Be sure to look around before turning into your alter ego. . .

Friday, March 26, 2004

Short sweet to the point. Here we are on the verge of getting down,(and that's a Funkadelic Lyric. Find out what song and you'll get a CD from me!) and its already Friday. The week has gone. I'd be sad, but I'll be to busy trying to cram all the fun I can into this weekend and into this day. So this will be very short and very sweet. So a few random thoughts. I don't like dogs. At all. I dream of the day I can punt one in self defense. Self defense. There's nothing better than a fifty yard punt. Fifty yards of punted dog. That's kind of funny. I'll laugh. All the way to the fun. Because that's where I'm going.

My mood?

I hate dogs. . .

Wednesday, March 24, 2004

So, today's Wednesday. I'll not wax philosophical today, because, well, I'm on spring break, and the key purpose to spring break and is relaxation. So there won't be any deep thoughts. But to make up for it, I'll post lyrics to a song that's running through my head. This one I didn't write. The Gorillaz are the ones to thank for this. First the Spanish. And then the questionable translation to English. . .

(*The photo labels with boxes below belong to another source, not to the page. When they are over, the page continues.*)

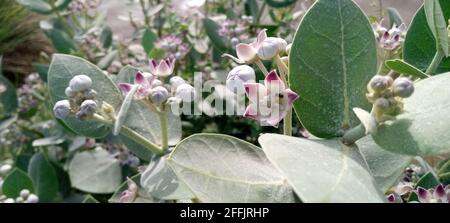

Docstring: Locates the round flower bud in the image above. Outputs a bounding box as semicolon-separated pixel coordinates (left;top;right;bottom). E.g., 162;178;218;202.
0;164;12;175
150;86;169;104
369;75;392;92
226;65;256;93
175;84;194;102
65;87;75;98
53;100;70;119
20;189;30;199
169;76;186;89
257;41;280;60
25;194;39;203
80;100;97;116
69;74;92;92
392;77;414;98
375;98;391;110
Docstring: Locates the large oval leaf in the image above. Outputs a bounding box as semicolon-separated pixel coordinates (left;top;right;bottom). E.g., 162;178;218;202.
289;0;377;138
258;134;385;202
168;134;294;202
357;136;414;192
374;73;450;156
48;54;122;138
69;149;122;194
403;0;450;74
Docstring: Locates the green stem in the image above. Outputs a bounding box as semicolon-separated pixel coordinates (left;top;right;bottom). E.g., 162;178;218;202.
92;114;164;156
158;111;169;152
425;49;445;75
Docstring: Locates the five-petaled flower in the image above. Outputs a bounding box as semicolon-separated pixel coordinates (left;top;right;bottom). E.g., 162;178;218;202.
119;71;155;100
244;70;299;127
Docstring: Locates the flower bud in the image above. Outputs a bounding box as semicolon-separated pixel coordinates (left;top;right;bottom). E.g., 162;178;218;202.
69;74;92;92
257;41;280;60
25;194;39;203
169;76;186;89
65;87;75;98
226;65;256;93
53;100;70;119
20;189;30;199
392;77;414;98
175;84;195;102
80;100;97;116
369;75;392;92
150;86;169;104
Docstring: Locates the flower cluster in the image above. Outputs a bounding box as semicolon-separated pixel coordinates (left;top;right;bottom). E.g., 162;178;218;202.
372;20;406;51
119;59;195;107
226;30;299;127
53;74;97;119
366;75;414;123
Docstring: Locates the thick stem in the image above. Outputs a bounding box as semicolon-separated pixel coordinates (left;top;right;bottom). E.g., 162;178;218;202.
92;114;164;156
425;49;445;75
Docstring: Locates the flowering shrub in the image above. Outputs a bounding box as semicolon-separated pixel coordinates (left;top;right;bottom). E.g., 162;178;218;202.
0;0;450;203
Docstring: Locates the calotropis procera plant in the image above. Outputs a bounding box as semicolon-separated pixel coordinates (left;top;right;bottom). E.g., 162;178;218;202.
43;0;450;202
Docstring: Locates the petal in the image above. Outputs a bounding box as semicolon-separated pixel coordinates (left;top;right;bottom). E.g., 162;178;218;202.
119;83;133;95
416;187;431;203
236;43;256;61
264;70;286;91
244;83;267;102
285;89;300;105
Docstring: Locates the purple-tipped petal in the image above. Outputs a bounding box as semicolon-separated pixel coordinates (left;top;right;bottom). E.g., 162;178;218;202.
119;83;133;94
286;89;300;105
236;43;256;61
416;187;431;203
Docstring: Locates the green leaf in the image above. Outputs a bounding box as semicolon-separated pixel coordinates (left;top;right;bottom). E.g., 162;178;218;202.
69;148;122;194
203;18;228;53
100;26;113;49
403;0;450;74
265;0;297;8
168;134;294;202
142;29;158;54
386;7;404;27
32;63;50;82
2;168;34;199
115;66;182;145
16;0;72;15
0;75;18;118
289;0;377;138
140;157;195;200
385;59;429;79
28;153;59;202
48;54;122;138
258;134;385;203
424;0;448;57
357;136;414;192
373;73;450;156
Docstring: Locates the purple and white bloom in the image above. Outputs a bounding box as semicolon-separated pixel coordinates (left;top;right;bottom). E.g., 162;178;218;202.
119;71;155;100
150;59;175;77
226;65;256;93
120;178;138;203
415;184;450;203
244;70;299;127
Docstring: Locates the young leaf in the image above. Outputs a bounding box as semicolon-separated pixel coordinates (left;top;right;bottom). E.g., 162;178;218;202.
289;0;377;138
373;73;450;156
385;59;429;79
48;54;122;138
28;153;59;202
2;168;34;199
424;0;448;57
403;0;450;74
356;136;414;192
69;149;122;194
168;134;294;202
258;134;385;203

Dejalo si quieres continuar
(Hermano)
Sal ilumina tu vida
Todo el cielo aplatandote
Dime que harés
(Intentalo)
Ilumina ese amor
Antes que se vaya

Algo siempre te entristese
Cuando todo va bien

Que pasa contigo?
Algo siemre te entristese
Cuando todo va bien
Que pasa contigo?
Que pasa contigo?
Dejalo si quieres continuar
No ocultes tu alma al sol
Tienes una vida preciosa
De que sirve si solo

Mueres suavemente
Que pasa?
Que pasa contigo?
Que pasa contigo?
(Mi hermano)
Que pasa contigo?
Escucha a tu propia voz
Salva tu amor
Que pasa contigo?
Antes que se vaya
Si todo va bien
Que pasa contigo?
Que pasa contigo?
Mirate a ti mismo
Enfrentalo
Que pasa contigo?
Mi hermano

Get up
If you wanna survive
Get oh so alive
In your life
Everything falling out the sky
On top of you
Now what you do
Fill yourself up now
It's the love of your life
___ on me
All I know
Before it's gone
I always feel scared in the town
And nothing's wrong

What's the matter with me?
What's the matter with me?

Me

Give up
If you wanna survive
Pick the sun back up
You got to get on the song lowly
What's the point?
It's funny till you left to kill yourself
In this town

So what's the matter with me?
What's the matter with me?
What's the matter with me?
What's the matter with me?
Me
The lesson? Make sure you know what you're singing in Spanish, or perhaps listening to in Spanish.

My mood?

You can't argue with the math. . .but I'm sure you'll try.